Hubble revela a odisséia intergaláctica do carbono antes de se tornar parte de nós: WebCuriosos
Carl Sagan disse a famosa frase: “Somos feitos de matéria estelar”, mas nem ele percebeu o quão longe essa matéria estelar viajou antes de chegar até nós.
Novos dados do Hubble mostraram que pelo menos parte do carbono que agora compõe os nossos corpos pode ter passado centenas de milhares de anos-luz para fora da galáxia e de volta.
Elementos mais pesados que o hélio são forjados nos corações das estrelas, eventualmente liberados no cosmos quando essas estrelas explodem como supernovas. Esses ingredientes são então alimentados na próxima geração de estrelas e planetas.
Mas acontece que esses elementos podem causar um grande desvio no caminho. UM novo estudo mostra que o carbono se aventura para fora da própria galáxia, para uma enorme nuvem de gás circundante chamada meio circungaláctico (CGM), antes de retornar.
“As implicações para a evolução das galáxias e para a natureza do reservatório de carbono disponível para as galáxias formarem novas estrelas são emocionantes,” diz a astrônoma Jessica Werk, da Universidade de Washington.
“O mesmo carbono em nossos corpos provavelmente passou uma quantidade significativa de tempo fora da galáxia!”
A equipe usou dados do Hubble para analisar o CGM de 11 galáxias em formação de estrelas, encontrando fortes sinais de carbono a até 391 mil anos-luz de distância da galáxia. Para referência, o disco visível da Via Láctea tem cerca de 100.000 anos-luz de largura.
“Pense no meio circungaláctico como uma estação ferroviária gigante: ela está constantemente empurrando material para fora e puxando-o de volta”, diz A astrônoma da Universidade de Washington, Samantha Garza, principal autora do estudo.
“Os elementos pesados que as estrelas produzem são empurrados para fora da sua galáxia hospedeira e para o meio circungaláctico através das suas mortes explosivas de supernovas, onde podem eventualmente ser puxados de volta e continuar o ciclo de formação de estrelas e planetas.”
Cada elemento interage com a luz de uma forma única, absorvendo certos comprimentos de onda, ou cores, em detrimento de outros. A análise deste espectro pode revelar quais elementos estão presentes em um trecho distante do espaço.

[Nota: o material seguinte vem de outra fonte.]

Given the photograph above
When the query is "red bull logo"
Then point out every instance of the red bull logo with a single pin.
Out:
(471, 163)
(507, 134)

Foi assim que a equipe encontrou esse carbono errante, usando o Espectrógrafo de Origens Cósmicas do Hubble e nove quasares distantes como fontes de luz. Os investigadores detectaram a impressão digital de carbono no CGM das galáxias alvo, estimando uma massa mínima de cerca de 3 milhões de Sóis lá fora.
Sabia-se anteriormente que o CGM faz o ciclo de outros materiais para fora e de volta para as galáxias, incluindo oxigênio quente e ionizadomas a equipe diz que esta é a primeira observação de elementos mais frios, como o carbono, sendo arrastados pelo movimento.
Nem toda galáxia abriga essas correias transportadoras colossais. As galáxias que estão formando ativamente novas estrelas estavam produzindo muito mais carbono do que as galáxias “passivas”. Curiosamente, isto também está de acordo com observações anteriores que mostraram que o CGM das galáxias em formação estelar tinha mais ciclos de oxigénio.
“Podemos agora confirmar que o meio circungaláctico actua como um reservatório gigante tanto de carbono como de oxigénio,” diz Garza. “E, pelo menos nas galáxias com formação estelar, sugerimos que este material volte então para a galáxia para continuar o processo de reciclagem.”
Dado que a Via Láctea ainda está a formar estrelas, uma percentagem do carbono e do oxigénio que nos rodeia provavelmente já embarcou nesta odisseia intergaláctica pelo menos uma vez.
O estudo destes ciclos galácticos pode permitir aos astrónomos compreender melhor como e porque é que as galáxias iniciam e terminam períodos de formação estelar. A dinâmica do CGM também pode revelar o que acontece quando as galáxias se fundem – um destino para o qual a nossa Via Láctea está se encaminhando. Na verdade, se considerarmos a bolha invisível de material extra no CGM, ela pode já estar em andamento.
No mínimo, isso torna as palavras de Sagan ainda mais comoventes. A “coisa estelar” dentro de nós não se acomodou imediatamente: ela passou a juventude numa incrível viagem ao redor da galáxia, antes de voltar para casa e formar a Terra, as plantas e nós.
A pesquisa foi publicada em As cartas do jornal astrofísico.